I saw an article by John Ferrara discussing how Alan Turing’s ideas apply to search (thanks to Daniel Tunkelang from Endeca for pointing this out on his blog). John observed that people often expect search engines to understand them in the same way that a person would. While search engines aren’t able to do this, one tactic he suggested was to help people formulate their queries by using a suggest function. I’ve blogged before that I am a big fan of this functionality. Yahoo has had their Search Assist for over a year, Google recently added suggestions to their home page and we’re offering our Auto Complete to all of our customers (now over 300 sites and growing). John predicted that this functionality will be ubiquitous in a couple of years and your site will look behind the times if it doesn’t include suggestions. I agree.

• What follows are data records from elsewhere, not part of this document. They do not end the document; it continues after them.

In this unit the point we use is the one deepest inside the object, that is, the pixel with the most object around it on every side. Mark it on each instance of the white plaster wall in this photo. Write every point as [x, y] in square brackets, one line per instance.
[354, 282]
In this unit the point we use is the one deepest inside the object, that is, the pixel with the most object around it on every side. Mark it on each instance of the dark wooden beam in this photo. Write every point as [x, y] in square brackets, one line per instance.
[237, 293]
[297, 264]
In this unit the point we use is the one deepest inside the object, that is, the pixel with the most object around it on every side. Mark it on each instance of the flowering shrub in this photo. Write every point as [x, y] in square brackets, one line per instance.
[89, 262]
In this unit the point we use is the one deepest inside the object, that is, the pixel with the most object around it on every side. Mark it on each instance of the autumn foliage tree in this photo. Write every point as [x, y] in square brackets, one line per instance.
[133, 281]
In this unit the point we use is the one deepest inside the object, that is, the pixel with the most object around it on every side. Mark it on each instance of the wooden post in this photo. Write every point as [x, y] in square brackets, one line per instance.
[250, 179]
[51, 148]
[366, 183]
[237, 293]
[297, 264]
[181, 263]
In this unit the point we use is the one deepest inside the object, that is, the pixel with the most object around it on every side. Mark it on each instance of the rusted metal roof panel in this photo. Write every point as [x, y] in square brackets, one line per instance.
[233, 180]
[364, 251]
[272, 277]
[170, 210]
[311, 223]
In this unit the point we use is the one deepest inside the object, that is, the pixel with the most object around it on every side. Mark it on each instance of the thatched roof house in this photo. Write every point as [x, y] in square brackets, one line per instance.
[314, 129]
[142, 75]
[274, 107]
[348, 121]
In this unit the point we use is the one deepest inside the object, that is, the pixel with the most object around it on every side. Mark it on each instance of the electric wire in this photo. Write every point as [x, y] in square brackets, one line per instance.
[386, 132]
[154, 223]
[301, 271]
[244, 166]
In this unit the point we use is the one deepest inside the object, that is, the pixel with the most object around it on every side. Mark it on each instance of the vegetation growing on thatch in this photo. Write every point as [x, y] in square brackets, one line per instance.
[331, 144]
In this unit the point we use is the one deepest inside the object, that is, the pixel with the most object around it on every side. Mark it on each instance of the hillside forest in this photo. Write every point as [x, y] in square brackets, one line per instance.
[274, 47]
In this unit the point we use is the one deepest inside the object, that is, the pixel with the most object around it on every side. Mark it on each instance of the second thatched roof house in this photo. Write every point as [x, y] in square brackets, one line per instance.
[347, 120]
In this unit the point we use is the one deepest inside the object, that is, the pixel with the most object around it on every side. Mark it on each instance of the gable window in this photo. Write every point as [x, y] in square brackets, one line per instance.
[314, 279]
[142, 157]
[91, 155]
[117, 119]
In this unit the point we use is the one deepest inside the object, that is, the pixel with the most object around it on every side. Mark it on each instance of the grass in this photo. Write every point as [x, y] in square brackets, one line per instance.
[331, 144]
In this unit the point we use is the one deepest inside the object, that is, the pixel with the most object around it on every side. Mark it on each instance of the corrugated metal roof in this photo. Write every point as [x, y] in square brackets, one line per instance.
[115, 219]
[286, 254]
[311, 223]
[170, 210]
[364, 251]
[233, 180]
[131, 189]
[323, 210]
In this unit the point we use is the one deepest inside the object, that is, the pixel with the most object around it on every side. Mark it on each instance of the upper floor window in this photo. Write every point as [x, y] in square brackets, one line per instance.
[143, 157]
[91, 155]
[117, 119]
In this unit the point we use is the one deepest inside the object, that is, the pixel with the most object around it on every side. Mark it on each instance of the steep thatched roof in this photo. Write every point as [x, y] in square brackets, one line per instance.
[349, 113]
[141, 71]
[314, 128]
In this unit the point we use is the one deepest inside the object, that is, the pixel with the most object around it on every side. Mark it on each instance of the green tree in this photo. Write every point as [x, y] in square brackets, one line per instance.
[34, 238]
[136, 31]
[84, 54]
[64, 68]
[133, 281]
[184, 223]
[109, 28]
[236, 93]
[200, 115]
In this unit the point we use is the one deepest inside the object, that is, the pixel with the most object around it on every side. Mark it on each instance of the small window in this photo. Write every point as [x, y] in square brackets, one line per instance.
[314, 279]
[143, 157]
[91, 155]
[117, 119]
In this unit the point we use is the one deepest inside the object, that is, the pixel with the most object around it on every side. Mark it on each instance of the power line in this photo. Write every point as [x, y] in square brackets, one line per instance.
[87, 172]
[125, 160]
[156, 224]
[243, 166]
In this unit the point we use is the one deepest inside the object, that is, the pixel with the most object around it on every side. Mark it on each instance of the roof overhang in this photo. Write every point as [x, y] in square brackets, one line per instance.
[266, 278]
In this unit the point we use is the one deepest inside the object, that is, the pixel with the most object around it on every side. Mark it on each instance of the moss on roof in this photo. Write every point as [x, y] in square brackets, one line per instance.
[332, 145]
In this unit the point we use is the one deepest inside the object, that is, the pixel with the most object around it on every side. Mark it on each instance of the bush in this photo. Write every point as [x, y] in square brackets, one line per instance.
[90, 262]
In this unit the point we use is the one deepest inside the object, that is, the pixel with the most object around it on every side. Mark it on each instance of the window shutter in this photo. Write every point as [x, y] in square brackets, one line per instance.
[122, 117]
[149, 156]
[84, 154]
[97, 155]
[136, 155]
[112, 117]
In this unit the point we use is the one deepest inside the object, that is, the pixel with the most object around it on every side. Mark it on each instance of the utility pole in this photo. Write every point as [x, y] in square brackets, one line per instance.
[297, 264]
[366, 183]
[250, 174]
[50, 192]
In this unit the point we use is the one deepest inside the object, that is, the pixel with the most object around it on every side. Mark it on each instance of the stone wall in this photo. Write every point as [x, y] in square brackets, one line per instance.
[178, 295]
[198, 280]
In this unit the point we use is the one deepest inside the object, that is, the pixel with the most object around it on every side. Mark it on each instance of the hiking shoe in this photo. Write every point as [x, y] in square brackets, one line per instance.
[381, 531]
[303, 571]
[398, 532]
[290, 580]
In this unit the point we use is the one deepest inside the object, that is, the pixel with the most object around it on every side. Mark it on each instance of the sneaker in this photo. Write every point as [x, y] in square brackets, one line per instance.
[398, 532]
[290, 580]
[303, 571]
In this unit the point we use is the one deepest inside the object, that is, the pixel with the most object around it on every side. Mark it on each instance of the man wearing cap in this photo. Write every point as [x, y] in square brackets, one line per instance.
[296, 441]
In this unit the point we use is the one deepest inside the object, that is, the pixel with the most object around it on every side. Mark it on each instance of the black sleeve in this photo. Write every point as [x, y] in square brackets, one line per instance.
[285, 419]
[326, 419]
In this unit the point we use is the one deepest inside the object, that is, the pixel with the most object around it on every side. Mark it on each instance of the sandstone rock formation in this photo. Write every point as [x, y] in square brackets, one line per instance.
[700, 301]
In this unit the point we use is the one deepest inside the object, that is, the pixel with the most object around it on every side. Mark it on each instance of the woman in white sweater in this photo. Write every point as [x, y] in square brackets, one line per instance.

Another approach we take to query formulation is to show related searches on the search result page itself, both at the top and/or bottom of the results and with each search result. These enable people to execute a new query just by clicking on one of the search suggestions.
John went on to talk about how to improve the search assuming the user has done a good enough job of phrasing the query. He quite rightly pointed out that the best result is often not at the top and suggested reviewing your search logs to identify the most popular queries and tuning the results for those queries. I agree that it is important to review and tweak the results for the most popular terms – but this approach isn’t scalable because search has such a long tail. The approach we take at SLI Systems is to watch which results the users are clicking on and rank those results higher. This lets the users do the tuning and means the search continually gets better without a huge effort on your behalf.